Procedural Win in Alabama Case Over Access to List of Registered Voters

An Alabama voter rights group sued the Secretary of State earlier this year to gain free access to a partial list of the registered voters. On June 2, U.S. District Court Judge Myron Thompson, a Carter appointee, ruled against the Secretary of State’s request to dismiss the lawsuit. Now there will be a trial.

The plaintiff is the Greater Birmingham Ministries. It wants the list of persons whose voter registration was purged. The state is willing to sell these records, but the plaintiff believes the federal Voting Rights Act guarantees them a free copy. Greater Birmingham Ministries v Merrill, m.d., 2:22cv-205.

This case had originally been filed in the northern district, but on April 13, the judge in that district ruled that it must be filed in the middle district, which contains the state capital, Montgomery. The case was then re-filed in Montgomery.

Nevada Supreme Court Hears Oral Argument on Top-Five Initiative

On June 8, the Nevada Supreme Court heard Helton v Nevada Voters First, 84110. This is a lawsuit filed by opponents of the top-five initiative. The opponents charge that the top-five initiative violates the single subject rule, because it includes both an abolition of the ability of parties to have nominees, as well as ranked choice voting. See this story, which describes the oral argument. Thanks to Fairvote for the link.

John Myers, Sacramento Bureau Chief for Los Angeles Times, Analyzes California’s Top-Two System

John Myers, Los Angeles Times Bureau Chief in Sacramento, has this analysis of California’s top-two system. There is one riveting piece of news in the article that I had missed. For the fourth time, it appears likely that the majority party in a California race has been disenfranchised. In the Fourth State Senate district, a strongly Republican district, six Republicans and two Democrats ran in the June 7, 2022 primary. The two Democrats appear to have placed first and second, leaving no Republican on the November 2022 ballot. The law bans write-in votes in general elections for congress and partisan state office, so there is nothing Republicans can do to win this seat in November.

The Fourth District has the fourth-highest Republican registration of all 40 State Senate districts, and its part of California has been represented in the State Senate by Republicans continuously for over fifty years. Here is a link to the election returns for this district. One of the Republican candidates in this week’s primary in this district is former Congressman George Radanovich, who served in Congress 1994-2010 and never came close to losing. He did not run for re-election in 2010.

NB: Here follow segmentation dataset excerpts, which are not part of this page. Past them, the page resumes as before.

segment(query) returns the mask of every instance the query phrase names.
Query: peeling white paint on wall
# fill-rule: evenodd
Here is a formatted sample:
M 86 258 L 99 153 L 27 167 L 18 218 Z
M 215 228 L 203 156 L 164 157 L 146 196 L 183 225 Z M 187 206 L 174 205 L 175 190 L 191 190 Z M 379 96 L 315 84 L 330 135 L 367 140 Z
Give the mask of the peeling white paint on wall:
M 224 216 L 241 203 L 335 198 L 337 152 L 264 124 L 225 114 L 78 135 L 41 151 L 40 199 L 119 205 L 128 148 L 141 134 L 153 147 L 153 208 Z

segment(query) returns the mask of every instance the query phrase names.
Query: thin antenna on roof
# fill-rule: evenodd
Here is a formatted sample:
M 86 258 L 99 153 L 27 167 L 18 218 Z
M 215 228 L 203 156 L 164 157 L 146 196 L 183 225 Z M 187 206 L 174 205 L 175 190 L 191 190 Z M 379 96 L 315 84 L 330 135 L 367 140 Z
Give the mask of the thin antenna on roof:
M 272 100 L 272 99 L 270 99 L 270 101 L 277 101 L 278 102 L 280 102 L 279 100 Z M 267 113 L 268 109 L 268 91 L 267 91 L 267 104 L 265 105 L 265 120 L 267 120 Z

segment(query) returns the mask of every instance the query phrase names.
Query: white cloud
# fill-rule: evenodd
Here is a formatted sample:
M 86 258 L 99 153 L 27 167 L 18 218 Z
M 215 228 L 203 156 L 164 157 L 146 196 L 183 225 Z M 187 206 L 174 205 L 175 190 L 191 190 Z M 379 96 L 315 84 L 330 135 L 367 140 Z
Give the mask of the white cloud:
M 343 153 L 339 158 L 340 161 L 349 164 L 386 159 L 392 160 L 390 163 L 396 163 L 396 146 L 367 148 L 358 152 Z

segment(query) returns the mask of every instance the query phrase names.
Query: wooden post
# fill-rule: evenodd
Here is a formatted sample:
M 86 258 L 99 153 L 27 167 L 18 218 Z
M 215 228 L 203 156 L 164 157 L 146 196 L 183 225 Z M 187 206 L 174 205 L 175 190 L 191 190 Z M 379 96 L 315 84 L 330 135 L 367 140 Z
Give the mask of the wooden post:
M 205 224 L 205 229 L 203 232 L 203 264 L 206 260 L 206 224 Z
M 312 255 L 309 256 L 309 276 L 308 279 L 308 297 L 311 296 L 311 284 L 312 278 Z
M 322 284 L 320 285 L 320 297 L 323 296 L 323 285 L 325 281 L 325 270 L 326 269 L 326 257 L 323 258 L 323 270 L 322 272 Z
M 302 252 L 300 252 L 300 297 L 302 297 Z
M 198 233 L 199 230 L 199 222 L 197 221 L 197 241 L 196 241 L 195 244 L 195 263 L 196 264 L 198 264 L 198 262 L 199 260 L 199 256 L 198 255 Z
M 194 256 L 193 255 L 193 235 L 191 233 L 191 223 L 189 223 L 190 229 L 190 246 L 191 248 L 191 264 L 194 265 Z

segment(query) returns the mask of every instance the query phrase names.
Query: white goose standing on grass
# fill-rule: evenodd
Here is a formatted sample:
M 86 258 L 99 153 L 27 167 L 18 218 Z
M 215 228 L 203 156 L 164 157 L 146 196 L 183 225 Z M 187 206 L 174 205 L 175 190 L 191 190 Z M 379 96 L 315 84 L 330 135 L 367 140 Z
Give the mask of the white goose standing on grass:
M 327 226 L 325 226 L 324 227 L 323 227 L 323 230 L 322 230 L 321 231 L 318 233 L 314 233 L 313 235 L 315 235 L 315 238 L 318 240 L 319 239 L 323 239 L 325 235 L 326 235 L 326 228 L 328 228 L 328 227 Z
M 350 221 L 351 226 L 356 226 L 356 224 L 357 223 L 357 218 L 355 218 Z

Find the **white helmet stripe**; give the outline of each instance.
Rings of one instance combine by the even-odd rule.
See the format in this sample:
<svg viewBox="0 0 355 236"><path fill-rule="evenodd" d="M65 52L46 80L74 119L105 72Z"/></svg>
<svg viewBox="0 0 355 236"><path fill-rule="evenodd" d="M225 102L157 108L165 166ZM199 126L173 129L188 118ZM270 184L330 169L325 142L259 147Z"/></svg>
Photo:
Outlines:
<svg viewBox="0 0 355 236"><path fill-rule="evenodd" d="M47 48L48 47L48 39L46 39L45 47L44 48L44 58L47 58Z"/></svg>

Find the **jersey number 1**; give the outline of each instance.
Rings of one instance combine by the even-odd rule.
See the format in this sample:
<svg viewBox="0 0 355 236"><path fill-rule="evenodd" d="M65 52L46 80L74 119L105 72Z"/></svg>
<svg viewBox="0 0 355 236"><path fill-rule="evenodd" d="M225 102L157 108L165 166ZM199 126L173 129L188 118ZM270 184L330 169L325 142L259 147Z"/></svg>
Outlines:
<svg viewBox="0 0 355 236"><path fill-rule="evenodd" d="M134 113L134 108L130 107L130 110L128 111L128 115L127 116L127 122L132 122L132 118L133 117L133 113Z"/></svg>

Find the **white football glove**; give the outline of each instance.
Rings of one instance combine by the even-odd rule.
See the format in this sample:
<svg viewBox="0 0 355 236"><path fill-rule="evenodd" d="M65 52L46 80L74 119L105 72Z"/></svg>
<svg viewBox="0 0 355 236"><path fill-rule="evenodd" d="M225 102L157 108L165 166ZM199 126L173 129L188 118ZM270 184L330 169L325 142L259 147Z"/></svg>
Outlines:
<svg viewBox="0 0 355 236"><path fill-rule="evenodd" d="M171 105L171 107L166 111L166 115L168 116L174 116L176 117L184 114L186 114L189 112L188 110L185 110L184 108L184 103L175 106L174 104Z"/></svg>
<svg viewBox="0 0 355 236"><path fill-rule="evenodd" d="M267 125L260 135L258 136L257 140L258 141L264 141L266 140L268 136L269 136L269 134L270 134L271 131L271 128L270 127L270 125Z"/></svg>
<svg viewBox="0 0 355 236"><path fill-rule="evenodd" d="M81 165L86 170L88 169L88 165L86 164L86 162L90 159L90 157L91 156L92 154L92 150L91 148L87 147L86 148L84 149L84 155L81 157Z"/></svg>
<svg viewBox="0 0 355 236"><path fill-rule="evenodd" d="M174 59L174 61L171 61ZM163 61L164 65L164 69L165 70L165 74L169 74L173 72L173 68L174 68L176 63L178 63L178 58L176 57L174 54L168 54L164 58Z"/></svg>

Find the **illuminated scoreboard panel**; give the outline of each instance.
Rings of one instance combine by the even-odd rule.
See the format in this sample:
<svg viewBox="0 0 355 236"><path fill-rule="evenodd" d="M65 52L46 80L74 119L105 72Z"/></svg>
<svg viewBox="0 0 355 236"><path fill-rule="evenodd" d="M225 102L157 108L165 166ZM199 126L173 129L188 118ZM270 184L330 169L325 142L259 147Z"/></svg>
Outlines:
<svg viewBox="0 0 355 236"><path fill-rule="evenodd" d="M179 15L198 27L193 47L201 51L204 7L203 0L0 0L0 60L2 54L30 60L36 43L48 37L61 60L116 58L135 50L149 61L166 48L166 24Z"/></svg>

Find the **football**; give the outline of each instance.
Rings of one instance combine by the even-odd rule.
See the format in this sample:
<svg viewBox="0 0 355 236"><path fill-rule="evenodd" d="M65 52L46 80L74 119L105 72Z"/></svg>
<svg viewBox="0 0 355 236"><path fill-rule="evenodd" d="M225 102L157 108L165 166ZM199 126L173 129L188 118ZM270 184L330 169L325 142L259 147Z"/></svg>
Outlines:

The other notable point about the article is that it misleads the reader. It says that before the top-two system was in place, the Democrats and Republicans generally did not let independent voters vote in their congressional and state office primaries. The California press has consistently misreported this point. For all congressional and state office primaries from 1998 through the beginning of the top-two system in 2011, independent voters were allowed to vote in Republican and Democratic primaries. For those who don’t believe this, google “History of Political Parties That Have Adopted Party Rules Regarding No Preference Voters”, which takes one to the Secretary of State’s website. Thanks to Eric Wong for the link.

U.S. District Court Rejects Attempt by Ten Wisconsin Voters to Prevent Three Republicans from Running for Congress on “Insurrection” Grounds

On June 6, U.S. District Court Judge Lynn Adelman, a Clinton appointee, issued a ruling in Stencil v Johnson, e.d., 2:22cv-305. This is a lawsuit filed in March 2022 by ten Wisconsin voters who wanted a federal court to declare that U.S. Senator Ron Johnson, and two Republican candidates for U.S. House, are ineligible to be in Congress because of the 14th Amendment’s “insurrection” Clause.

The ruling says the case is procedurally flawed. It says the plaintiffs should have sued the Wisconsin Election Commission, not the candidates themselves.

New York Case Challenging May Petition Deadline Begins to Move Ahead

The federal lawsuit filed last year by Mayor Byron Brown of Buffalo, against the May petition deadline for independent candidates, is beginning to move ahead. All discovery must be completed by November 1, 2022 in Meadors v Erie County Board of Elections, w.d., 1:21cv-982.

There is virtual unanimity among court precedents that independent candidate petitions (for office other than president) cannot be earlier than the date on which major parties choose their nominees (except when states have very late primaries, in September). Yet New York, since 2019, has required independent candidate petitions to be submitted almost a month before the June primaries. In 2021, the U.S. District Court Judge enjoined the May petition deadline, but the Second Circuit, without explaining why, stayed his order.